As taxas de retenção na fonte para 2023 foram atualizadas.

Veja se as novas tabelas trazem boas notícias para o seu bolso.

Se tem rendimentos de trabalho ou de pensões, já deve conhecer o termo retenção na fonte. E certamente já percebeu que isto significa que há uma parte desse rendimento que, mensalmente, desconta para efeitos de IRS.

As retenções na fonte correspondem, assim, a essa parcela do salário ou da pensão. Em 2022 já houve novidades neste tema, e em 2023, vão haver ainda mais alterações.

 

O QUE É A RETENÇÃO NA FONTE?

A retenção na fonte é uma taxa que as Finanças aplicam aos rendimentos dos pensionistas e aos salários dos contribuintes que trabalham por conta de outrem. Os trabalhadores independentes também podem fazer retenção na fonte, mas com outras regras.

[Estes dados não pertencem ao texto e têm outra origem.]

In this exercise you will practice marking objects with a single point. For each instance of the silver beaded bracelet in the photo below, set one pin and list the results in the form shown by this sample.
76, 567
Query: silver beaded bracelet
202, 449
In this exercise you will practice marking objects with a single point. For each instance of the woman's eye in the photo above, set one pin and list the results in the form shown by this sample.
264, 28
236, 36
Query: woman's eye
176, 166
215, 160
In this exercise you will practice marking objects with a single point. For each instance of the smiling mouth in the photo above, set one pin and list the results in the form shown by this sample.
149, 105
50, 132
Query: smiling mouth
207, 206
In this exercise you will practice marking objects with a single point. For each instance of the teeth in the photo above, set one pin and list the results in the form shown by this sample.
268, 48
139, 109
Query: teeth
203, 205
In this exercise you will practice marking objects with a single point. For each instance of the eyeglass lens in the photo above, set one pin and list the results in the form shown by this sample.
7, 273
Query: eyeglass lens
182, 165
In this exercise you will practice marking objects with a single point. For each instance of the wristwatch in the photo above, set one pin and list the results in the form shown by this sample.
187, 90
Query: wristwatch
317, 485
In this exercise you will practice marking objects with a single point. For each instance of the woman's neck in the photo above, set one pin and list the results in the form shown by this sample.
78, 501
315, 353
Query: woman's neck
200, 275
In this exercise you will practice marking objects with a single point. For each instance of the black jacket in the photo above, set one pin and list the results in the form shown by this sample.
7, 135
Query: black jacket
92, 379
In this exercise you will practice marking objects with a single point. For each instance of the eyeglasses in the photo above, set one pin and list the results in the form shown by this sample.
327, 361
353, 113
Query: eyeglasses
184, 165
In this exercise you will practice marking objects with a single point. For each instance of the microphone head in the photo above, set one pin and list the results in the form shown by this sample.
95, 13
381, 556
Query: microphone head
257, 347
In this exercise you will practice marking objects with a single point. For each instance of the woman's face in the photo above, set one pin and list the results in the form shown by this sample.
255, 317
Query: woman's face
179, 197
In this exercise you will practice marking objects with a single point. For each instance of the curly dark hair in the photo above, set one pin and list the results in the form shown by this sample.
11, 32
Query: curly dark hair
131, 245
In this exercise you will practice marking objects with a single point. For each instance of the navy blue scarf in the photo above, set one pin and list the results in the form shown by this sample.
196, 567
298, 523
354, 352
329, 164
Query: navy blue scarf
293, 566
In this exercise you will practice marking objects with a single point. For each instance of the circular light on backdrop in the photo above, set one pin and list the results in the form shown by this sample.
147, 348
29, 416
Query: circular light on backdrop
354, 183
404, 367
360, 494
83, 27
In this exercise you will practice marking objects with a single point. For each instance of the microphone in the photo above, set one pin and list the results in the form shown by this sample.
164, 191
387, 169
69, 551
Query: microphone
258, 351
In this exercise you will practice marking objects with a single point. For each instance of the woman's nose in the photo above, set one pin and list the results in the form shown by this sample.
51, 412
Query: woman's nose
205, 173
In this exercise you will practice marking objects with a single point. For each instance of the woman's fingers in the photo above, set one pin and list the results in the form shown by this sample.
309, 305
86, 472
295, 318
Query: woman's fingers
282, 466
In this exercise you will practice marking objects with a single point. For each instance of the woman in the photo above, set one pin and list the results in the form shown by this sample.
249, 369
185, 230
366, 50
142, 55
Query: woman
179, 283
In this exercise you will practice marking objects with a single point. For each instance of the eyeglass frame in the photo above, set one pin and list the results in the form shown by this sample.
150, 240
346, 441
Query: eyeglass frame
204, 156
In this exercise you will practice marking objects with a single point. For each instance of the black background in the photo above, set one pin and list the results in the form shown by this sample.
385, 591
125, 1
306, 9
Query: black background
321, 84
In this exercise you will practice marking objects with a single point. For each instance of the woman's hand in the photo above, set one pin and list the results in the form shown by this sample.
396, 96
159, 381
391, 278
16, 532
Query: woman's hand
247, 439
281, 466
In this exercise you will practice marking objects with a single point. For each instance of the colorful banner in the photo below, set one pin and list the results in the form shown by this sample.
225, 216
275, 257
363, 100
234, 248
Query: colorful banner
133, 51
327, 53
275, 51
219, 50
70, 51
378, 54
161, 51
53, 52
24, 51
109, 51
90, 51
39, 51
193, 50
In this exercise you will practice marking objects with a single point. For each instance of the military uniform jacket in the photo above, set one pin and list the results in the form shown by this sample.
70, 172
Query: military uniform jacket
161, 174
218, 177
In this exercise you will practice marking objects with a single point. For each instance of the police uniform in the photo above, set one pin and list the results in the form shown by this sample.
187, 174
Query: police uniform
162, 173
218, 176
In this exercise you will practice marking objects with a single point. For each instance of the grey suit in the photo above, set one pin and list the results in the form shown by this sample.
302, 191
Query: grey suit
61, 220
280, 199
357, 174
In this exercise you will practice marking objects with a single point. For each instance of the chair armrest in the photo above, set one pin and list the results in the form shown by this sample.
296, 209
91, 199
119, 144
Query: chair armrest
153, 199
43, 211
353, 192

O valor correspondente a essa taxa é pago logo no momento da disponibilização do rendimento. Ou seja, o dinheiro vai diretamente para os cofres da Autoridade Tributária (AT). É por isso que se chama retenção na fonte.

 

De quanto é a retenção na fonte?

Tal como acontece com outros impostos, a taxa de retenção na fonte varia consoante o enquadramento financeiro e familiar do contribuinte e cresce proporcionalmente à sua capacidade de pagar.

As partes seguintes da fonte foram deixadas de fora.